Pour cette première année de ma vie je dois encore faire appel aux souvenirs de substitution. De la naissance de mon petit frère je ne conserve aucune trace consciente. Il faut dire que mes parents n'avaient pas traîné: je n'avais pas six mois que le second était déjà en route ! Certes il n'était pas prévu si tôt et les conseils du bon Docteur Ogino montraient là leur limite...

Quoi dire ? Que peut-il se passer dans la tête d'un bébé de quinze mois le jour où il se rend compte (?) qu'un autre est arrivé dans son environnement ? Un autre qui pleure, qui mange, qui demande de l'attention, du temps. Un autre qui est dans les bras d'une mère devenue commune et à partager. Des mécanismes particuliers se mettent-ils en place chez un aîné qui, de roi, devient soudainement un parmi deux ? Quand j'ai vu les réactions de mon fils aîné lors de la naissance de sa petite soeur je me suis dit qu'un tel partage n'était certainement pas évident à accepter...

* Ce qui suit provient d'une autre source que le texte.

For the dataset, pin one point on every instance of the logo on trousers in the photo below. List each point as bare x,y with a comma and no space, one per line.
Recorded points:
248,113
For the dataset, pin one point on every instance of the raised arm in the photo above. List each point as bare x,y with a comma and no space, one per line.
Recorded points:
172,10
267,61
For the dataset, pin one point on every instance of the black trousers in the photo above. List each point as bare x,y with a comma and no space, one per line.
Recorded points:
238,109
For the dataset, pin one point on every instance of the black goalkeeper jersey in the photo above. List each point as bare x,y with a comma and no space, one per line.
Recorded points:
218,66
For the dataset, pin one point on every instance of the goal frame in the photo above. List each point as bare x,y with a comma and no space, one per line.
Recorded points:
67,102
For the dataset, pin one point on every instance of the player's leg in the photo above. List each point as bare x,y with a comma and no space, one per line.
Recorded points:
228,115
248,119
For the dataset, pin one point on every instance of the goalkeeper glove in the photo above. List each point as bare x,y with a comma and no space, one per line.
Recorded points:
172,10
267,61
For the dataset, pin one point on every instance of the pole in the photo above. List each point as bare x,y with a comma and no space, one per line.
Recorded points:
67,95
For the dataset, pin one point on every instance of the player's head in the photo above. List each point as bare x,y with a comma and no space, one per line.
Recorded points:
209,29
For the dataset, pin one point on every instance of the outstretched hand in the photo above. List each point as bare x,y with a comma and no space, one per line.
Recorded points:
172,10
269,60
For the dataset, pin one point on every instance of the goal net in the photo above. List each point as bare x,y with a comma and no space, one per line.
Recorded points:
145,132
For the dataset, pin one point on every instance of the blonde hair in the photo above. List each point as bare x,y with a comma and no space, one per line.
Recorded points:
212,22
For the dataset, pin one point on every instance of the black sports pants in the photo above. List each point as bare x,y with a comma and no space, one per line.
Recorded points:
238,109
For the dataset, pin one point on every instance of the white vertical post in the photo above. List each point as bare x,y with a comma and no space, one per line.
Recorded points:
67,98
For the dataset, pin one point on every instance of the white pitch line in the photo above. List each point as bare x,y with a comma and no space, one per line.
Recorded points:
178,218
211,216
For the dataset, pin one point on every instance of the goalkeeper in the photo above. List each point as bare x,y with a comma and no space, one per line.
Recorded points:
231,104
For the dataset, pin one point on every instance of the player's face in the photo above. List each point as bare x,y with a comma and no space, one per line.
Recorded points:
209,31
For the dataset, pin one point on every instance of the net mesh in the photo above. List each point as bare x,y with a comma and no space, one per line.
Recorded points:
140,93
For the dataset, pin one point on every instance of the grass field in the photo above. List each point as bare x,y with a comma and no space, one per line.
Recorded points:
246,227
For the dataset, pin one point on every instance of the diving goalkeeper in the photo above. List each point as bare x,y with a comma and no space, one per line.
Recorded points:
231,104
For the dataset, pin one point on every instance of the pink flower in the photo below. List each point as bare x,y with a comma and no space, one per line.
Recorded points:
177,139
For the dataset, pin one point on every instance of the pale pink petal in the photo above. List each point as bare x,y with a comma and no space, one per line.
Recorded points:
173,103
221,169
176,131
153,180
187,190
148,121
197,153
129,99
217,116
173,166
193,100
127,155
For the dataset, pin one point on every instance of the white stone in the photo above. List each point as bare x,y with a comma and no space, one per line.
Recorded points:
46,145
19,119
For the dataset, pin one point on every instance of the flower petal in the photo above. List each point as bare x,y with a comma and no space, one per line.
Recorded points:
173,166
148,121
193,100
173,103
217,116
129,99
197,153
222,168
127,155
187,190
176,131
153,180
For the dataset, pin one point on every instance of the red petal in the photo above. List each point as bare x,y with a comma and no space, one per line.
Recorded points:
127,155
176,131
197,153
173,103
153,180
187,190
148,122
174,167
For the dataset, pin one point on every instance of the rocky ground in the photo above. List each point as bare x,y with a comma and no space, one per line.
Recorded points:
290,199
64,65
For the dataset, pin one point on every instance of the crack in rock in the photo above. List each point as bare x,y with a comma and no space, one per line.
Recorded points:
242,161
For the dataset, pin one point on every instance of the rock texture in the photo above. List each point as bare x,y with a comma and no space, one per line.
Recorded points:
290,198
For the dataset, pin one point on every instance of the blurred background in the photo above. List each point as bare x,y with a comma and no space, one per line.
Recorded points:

Dois-je voir dans cet évènement précoce l'empreinte certaine d'une crainte de manquer ? Ai-je redouté à ce moment-là d'être dépossédé de l'amour qu'on me portait ? En ai-je acquis certains réflexes d'agrippement ? Ma mémoire en garde très probablement les traces, mais mes souvenirs ne pourront jamais remonter aussi loin. Les explications demeureront inaccessibles.